Mikhail Antonovich Rostovtsev (Михаил Антонович Ростовцев; real name Mendel Leibovich Ershler, Мендель Лейбович Эршлер; 22 October 1872, Taganrog – 19 April 1948, Moscow) was a Russian and Soviet bass, opera and operetta singer and actor. He was made an Honored Artist of the Republic (1927) and an Honored Art Worker of the RSFSR (1936).

==Life==
He was the eighteenth child of a Jewish watchmaker and from 1881 onward lived and went to school in Rostov-on-Don. He sang in the Lyubetskii (Rostov-on-Don) synagogue choir for nine years and from 1884 onward was an opera dancer.

He joined various popular music ensembles from 1888 onward before taking the stage name Protsenko. From 1890 to 1894 he performed in the Ukrainian troupes led by Derkach and Kropyvnytskyi. He later appeared in Kharkiv, from 1897 in Moscow and from 1900 in Saint Petersburg. He also set up his own troupe, which toured the Russian Empire. He made his operetta debut in 1901 with the stage name Rostovtsev. Up until 1919, he appeared in major operetta ensembles in Vladivostok, Moscow and Saint Petersburg as well as singing in cabarets.
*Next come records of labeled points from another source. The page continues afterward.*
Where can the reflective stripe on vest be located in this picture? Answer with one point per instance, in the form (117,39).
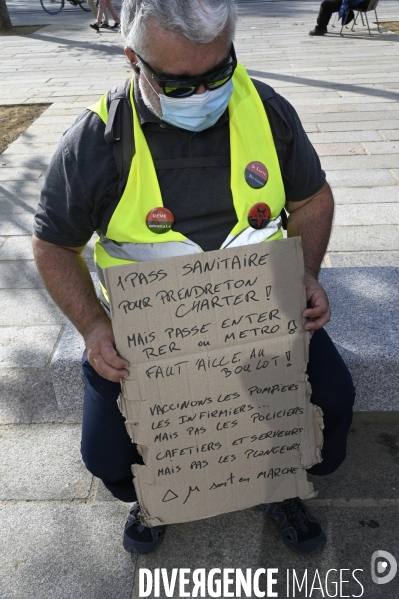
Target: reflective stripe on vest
(128,238)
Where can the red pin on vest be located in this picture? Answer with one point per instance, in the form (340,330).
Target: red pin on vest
(259,216)
(160,220)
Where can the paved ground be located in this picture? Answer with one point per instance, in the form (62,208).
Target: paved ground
(61,530)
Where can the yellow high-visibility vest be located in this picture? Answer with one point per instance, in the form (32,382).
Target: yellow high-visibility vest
(128,239)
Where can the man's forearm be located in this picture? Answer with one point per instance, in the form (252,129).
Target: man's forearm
(312,221)
(69,283)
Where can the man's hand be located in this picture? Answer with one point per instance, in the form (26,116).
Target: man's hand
(311,219)
(101,352)
(318,312)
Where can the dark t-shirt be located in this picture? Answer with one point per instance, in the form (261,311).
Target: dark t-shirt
(83,172)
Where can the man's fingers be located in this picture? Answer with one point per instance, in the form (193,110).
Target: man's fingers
(317,323)
(106,370)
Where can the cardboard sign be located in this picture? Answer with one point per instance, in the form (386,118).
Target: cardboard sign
(217,397)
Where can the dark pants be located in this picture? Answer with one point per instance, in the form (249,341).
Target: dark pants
(108,452)
(328,7)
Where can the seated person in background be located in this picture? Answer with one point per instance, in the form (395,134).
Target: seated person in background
(328,7)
From 1923 onwards he performed at the Maly Petrograd State Academic Theatre (MALEGOT) and GATOB, where he was a master in musical comedy and improvisation. He also appeared in several films such as His Excellency (1928), Lieutenant Kijé (1934), Late for a Date (1936) (all produced by Belgoskino), In the Name of Life (1947) and Cinderella (1947) and served with hospital and fighting units during World War II.

In a theater in Moscow Rostovtsev played the lead role in the play titled "Jesus in fur". His role had him reading two verses of Jesus from the Sermon on the Mount in the Gospel of Matthew from the New Testament of the Bible, toss the Bible, and then say “I’d rather be rich than blessed. Just give me my fur coat and hat.” Despite the prompter telling him to stop, Rostovtsev read the whole sermon and then stopped. After making the sign of the cross, he said "Lord, remember me when thou comest into thy Kingdom." (Luke 23:42), and left the stage. The Communists disposed of him thereafter.